I read something today and it said,
"The unbothered anger that I have to swallow
to be soft
would bury you."
And it stopped me in my tracks.
I've never quite related my anger to words like that
because no one talks about the restraint it takes
to be soft.
The violence it took for me to be this gentle,
I was not born knowing how to kiss,
only how to bite.
But it's easy to forget
when I only ever show my teeth mid-laugh,
for I was passed down anger
like a family heirloom.
I was taught how to bare my teeth.
Tenderness was not native to me.
I chose to learn it.
The gentleness that falls from my tongue today
is not my first thought.
Sometimes it's not even my second
or my third.
It is a practice.
It is conscious effort,
and it is not always easy.
Not many people in my life today
know the anger that is buried beneath my kindness.

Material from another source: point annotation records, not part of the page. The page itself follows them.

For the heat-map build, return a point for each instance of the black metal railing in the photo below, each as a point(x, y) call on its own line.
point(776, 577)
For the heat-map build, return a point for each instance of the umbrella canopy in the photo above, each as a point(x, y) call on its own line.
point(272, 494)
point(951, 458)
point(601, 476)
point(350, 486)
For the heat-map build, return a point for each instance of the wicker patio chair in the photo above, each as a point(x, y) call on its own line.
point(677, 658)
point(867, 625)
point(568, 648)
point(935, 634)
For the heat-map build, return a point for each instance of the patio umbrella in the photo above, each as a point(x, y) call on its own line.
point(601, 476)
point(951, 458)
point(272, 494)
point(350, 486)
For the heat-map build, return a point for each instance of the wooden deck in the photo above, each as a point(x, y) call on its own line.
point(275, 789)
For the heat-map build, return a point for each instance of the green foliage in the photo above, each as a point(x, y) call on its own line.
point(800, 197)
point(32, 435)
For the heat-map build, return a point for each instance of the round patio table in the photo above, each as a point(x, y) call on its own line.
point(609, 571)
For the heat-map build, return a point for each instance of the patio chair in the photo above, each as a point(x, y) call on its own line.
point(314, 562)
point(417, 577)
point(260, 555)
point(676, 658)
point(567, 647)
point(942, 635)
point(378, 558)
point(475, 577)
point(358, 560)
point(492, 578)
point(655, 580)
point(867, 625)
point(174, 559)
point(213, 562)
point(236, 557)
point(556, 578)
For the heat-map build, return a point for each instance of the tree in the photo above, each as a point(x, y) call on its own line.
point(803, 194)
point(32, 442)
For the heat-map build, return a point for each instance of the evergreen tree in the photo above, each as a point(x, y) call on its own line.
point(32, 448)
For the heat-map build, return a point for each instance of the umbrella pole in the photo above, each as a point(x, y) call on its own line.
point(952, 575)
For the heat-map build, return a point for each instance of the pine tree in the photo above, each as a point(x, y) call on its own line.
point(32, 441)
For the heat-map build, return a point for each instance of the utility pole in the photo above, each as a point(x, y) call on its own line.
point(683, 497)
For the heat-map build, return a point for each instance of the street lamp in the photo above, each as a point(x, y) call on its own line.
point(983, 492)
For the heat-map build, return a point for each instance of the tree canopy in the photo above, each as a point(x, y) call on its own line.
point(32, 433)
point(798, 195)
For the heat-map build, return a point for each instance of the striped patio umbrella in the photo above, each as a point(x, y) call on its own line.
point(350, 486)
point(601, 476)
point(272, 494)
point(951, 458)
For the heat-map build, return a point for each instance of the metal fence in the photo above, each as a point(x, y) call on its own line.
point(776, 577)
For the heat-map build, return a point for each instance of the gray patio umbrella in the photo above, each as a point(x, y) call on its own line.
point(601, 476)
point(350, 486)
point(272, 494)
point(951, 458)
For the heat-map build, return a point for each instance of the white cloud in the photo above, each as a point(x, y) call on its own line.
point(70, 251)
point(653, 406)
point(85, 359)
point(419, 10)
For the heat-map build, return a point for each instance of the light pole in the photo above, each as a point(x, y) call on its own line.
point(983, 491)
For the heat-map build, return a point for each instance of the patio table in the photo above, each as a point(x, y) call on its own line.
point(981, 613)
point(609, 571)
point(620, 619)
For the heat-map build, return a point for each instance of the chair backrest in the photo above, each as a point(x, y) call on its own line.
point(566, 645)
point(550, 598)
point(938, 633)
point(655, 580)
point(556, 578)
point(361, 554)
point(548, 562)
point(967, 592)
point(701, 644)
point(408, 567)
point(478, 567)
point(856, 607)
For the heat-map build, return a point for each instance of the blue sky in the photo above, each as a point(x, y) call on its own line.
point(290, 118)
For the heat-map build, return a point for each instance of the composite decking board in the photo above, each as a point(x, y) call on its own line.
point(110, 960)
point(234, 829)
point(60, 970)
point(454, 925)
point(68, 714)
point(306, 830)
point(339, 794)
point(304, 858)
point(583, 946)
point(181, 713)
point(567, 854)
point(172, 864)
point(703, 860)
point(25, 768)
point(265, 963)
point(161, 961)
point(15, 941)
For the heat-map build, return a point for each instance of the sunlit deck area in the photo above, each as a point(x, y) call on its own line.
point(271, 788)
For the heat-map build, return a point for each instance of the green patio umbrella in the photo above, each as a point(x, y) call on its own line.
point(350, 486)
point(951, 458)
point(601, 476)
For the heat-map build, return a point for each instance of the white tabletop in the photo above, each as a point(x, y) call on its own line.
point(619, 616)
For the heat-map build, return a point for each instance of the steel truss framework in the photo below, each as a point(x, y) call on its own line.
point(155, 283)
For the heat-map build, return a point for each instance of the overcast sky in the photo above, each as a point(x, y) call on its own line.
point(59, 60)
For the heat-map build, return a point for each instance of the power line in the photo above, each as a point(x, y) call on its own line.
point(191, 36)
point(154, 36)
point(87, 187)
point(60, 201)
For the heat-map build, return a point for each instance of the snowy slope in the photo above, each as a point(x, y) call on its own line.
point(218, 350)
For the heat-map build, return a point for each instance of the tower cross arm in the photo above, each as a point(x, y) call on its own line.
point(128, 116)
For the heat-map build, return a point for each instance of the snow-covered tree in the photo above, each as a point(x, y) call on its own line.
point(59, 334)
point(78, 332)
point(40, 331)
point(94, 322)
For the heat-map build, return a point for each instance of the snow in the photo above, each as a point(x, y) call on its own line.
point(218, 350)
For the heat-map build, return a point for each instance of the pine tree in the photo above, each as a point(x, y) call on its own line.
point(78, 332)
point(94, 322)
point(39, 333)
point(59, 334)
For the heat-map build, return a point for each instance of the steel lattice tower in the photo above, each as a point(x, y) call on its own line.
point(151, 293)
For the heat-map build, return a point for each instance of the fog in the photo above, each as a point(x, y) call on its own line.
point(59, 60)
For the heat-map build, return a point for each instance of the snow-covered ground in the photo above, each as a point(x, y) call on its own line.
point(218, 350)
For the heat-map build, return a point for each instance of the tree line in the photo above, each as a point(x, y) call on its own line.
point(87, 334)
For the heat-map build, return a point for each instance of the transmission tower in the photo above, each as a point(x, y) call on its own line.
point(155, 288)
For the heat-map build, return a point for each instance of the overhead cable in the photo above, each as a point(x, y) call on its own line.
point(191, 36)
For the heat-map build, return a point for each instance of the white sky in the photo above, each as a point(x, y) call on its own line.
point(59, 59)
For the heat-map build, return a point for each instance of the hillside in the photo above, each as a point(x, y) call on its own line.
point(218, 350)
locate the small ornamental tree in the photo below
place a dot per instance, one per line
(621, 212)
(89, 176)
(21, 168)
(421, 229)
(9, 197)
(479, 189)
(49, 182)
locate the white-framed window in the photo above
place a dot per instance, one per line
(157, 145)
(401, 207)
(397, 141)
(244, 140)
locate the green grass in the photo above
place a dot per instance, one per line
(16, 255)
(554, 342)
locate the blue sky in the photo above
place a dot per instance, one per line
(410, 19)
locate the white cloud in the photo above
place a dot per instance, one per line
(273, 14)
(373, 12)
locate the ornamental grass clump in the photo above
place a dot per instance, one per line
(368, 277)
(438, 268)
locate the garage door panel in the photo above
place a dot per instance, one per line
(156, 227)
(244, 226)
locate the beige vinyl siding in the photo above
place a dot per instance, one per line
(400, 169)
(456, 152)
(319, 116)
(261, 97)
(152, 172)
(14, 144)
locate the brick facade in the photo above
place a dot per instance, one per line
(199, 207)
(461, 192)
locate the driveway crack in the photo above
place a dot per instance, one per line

How many times I have stood
at the very edge of becoming
the very thing that wounded me
and decided to step away.
People speak about gentleness
as though it is the absence of violence,
but sometimes it is the very definition of it.
Do not mistake my gentleness for weakness,
for it is not the opposite of it.
It is not the absence of war.
It is what I chose to become
after surviving it.
If you believe that my kindness comes
from a lack of suffering,
then pray that you never have to hold
what I carry so quietly,
for I learned how to kiss
from a mouth that only ever knew how to bite.